Mais de 3000 judeus etíopes vivem agora em Israel. Ao chegar, eles recebem tratamento médico, pois a maioria sofre de doenças oculares, respiratórias ou internas. Eles são levados de ônibus para um centro de integração onde permanecem por 12-18 meses (outros imigrantes permanecem apenas seis meses nesses centros), e recebem gratuitamente moradia, assistência médica, serviços públicos e uma bolsa.
Durante as duas primeiras semanas eles são deixados sozinhos com chegadas mais cedo da Etiópia. Eles então começam um curso intensivo em hebraico, e três ou quatro recém-chegados são designados a um israelense que mora perto e que passará de seis a oito horas por dia com eles. A maioria dos judeus etíopes nunca viu ou usou uma cama, um armário, um fogão a gás, eletricidade, torneiras de água ou uma escova de dentes. Noventa e cinco por cento são analfabetos. Eles devem aprender como segurar um lápis, como usar produtos enlatados, como fazer compras e usar um banco se quiserem se adaptar à vida em Israel.
Os imigrantes etíopes adaptaram-se rapidamente à sociedade israelense: Muitos estudam em universidades, ou trabalham como enfermeiros, técnicos electrónicos, agricultores, e cientistas informáticos. Ao mesmo tempo, eles estão tentando manter sua própria identidade cultural dentro da sociedade israelense, fazendo e vendendo seus ofícios, cantando canções etíopes e montando uma exposição de arte – encorajados e auxiliados por assistentes sociais israelenses. A Organização Sionista Mundial está planejando estabelecer um moshav (assentamento cooperativo) para judeus etíopes dentro dos próximos dois anos.

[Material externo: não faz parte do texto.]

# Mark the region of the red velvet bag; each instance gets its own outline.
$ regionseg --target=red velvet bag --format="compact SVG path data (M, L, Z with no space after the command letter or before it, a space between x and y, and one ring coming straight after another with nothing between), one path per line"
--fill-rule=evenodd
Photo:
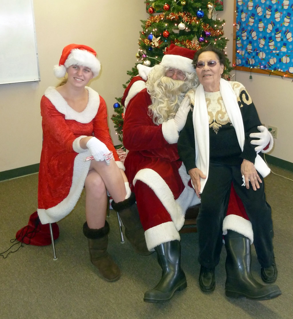
M51 225L55 240L59 237L59 227L56 223ZM45 246L51 243L49 224L44 225L41 223L37 211L31 215L28 224L18 231L16 238L27 245Z

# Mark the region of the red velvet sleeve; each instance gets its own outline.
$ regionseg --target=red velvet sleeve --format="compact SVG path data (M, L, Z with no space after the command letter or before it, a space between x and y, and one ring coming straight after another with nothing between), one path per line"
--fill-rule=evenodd
M58 112L44 95L40 102L42 126L44 135L48 132L64 149L73 151L72 144L77 137L68 127L64 114Z
M163 136L162 125L155 124L148 114L151 103L146 89L130 100L124 115L123 145L127 149L140 151L145 156L176 160L177 144L168 143Z
M106 102L100 95L99 109L93 122L95 137L104 143L109 149L113 152L113 155L115 161L119 160L119 157L113 144L109 131Z

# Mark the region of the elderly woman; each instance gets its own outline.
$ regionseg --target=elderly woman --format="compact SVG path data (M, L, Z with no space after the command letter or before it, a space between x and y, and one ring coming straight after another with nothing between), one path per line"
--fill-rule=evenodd
M261 123L244 86L221 78L225 58L222 51L212 46L195 54L193 64L201 84L187 93L192 111L178 143L180 158L201 199L197 221L199 283L206 292L215 289L215 268L219 260L223 216L231 183L252 224L262 278L273 282L277 273L271 207L266 201L263 179L270 170L250 137ZM249 241L230 230L224 238L226 295L264 300L280 294L275 285L260 289L256 281L252 286L242 281L241 271L250 271Z

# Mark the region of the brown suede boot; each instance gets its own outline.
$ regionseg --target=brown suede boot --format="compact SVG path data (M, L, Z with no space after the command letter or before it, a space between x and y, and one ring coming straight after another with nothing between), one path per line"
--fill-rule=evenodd
M88 241L91 261L104 279L115 281L120 278L120 271L107 251L109 231L106 220L105 226L98 229L89 228L86 222L84 224L84 234Z
M119 216L125 228L125 234L135 251L140 255L149 255L153 252L147 247L144 231L139 219L135 196L132 193L129 198L116 203L112 201L113 209L119 213Z

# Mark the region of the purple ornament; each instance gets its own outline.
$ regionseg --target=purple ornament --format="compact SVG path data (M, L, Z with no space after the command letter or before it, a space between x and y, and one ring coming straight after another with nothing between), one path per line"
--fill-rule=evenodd
M196 16L198 18L202 18L204 15L204 13L202 10L199 10L196 12Z

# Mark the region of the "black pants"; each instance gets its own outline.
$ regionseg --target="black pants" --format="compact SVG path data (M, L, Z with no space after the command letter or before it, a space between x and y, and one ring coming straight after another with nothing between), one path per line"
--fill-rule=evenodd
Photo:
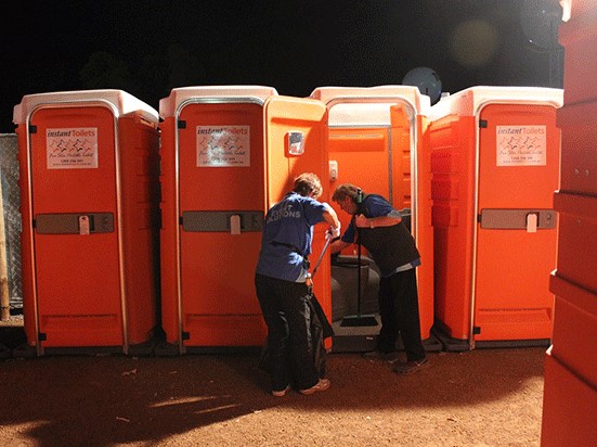
M272 388L293 383L307 389L320 380L311 340L311 295L304 283L255 276L257 297L268 324Z
M381 278L378 298L381 330L377 339L377 349L384 353L395 350L400 333L407 360L424 359L426 355L420 340L415 269Z

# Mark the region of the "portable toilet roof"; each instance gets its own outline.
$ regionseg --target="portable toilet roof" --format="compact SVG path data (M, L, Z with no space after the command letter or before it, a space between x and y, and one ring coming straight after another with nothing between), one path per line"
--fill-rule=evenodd
M310 98L327 105L330 126L388 126L389 105L405 103L408 114L426 115L431 104L430 98L413 86L319 87Z
M488 104L563 105L563 90L548 87L478 86L443 97L429 112L431 120L446 115L476 116Z
M157 111L143 101L122 90L79 90L35 93L23 97L21 104L14 106L13 123L26 123L31 113L44 105L64 104L87 105L88 103L105 103L113 110L115 116L139 112L151 123L158 123Z
M177 108L187 102L256 102L263 104L270 97L277 95L276 89L264 86L199 86L179 87L168 98L159 101L163 117L173 116Z

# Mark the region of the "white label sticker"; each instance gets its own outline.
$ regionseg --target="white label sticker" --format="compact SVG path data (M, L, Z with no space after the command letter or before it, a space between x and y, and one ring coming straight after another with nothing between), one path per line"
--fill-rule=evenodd
M497 166L545 166L546 126L496 126Z
M98 167L98 128L79 127L46 130L48 169Z
M197 166L250 166L250 126L197 126Z

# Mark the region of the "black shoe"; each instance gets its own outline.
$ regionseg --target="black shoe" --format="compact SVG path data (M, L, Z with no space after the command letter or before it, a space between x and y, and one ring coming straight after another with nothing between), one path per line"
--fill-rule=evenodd
M393 350L391 353L384 353L381 350L372 350L369 353L363 354L363 357L367 360L380 360L380 361L388 361L390 363L393 363L398 360L398 352Z
M404 361L393 367L393 372L397 374L412 374L429 366L429 360L426 358L420 360Z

Foram formados grupos evangélicos em Israel e na América do Norte para ajudar os judeus etíopes, incluindo a União para Salvar Famílias Judaicas Etíopes (Israel), a Associação Canadense para Judeus Etíopes, a Associação Americana para Judeus Etíopes, e o Comitê Judeu Etíope do Conselho da Comunidade Judaica da Região Metropolitana de Boston.
Em agosto de 1982, o Comitê de Relações Exteriores da Câmara dos Deputados ouviu um testemunho sobre o status dos judeus etíopes, e em abril de 1983 os Reps. Stephen Solarz e Barney Frank patrocinaram um projeto de lei (H. Con. Res. 107) que conclamava o governo dos EUA a expressar preocupação aos “governos estrangeiros relevantes” e a buscar formas de ajudar os judeus etíopes a emigrar. Em 19 de julho de 1983, Paul Tsongas introduziu uma versão do mesmo projeto de lei no Senado (S. Con. Res. 55).
As autoridades etíopes mostraram que estão atentas à opinião pública, portanto os americanos devem escrever aos seus representantes e senadores instando-os a apoiar esses projetos de lei. O Relatório sobre Práticas de Direitos Humanos do Departamento de Estado de 1983 diz: “Nas áreas religiosa e cultural, as Falashas estão em pior situação desde meados de 1981 do que outros grupos étnicos da Província de Gondar”. Os judeus etíopes constituem a comunidade judaica mais ameaçada do mundo.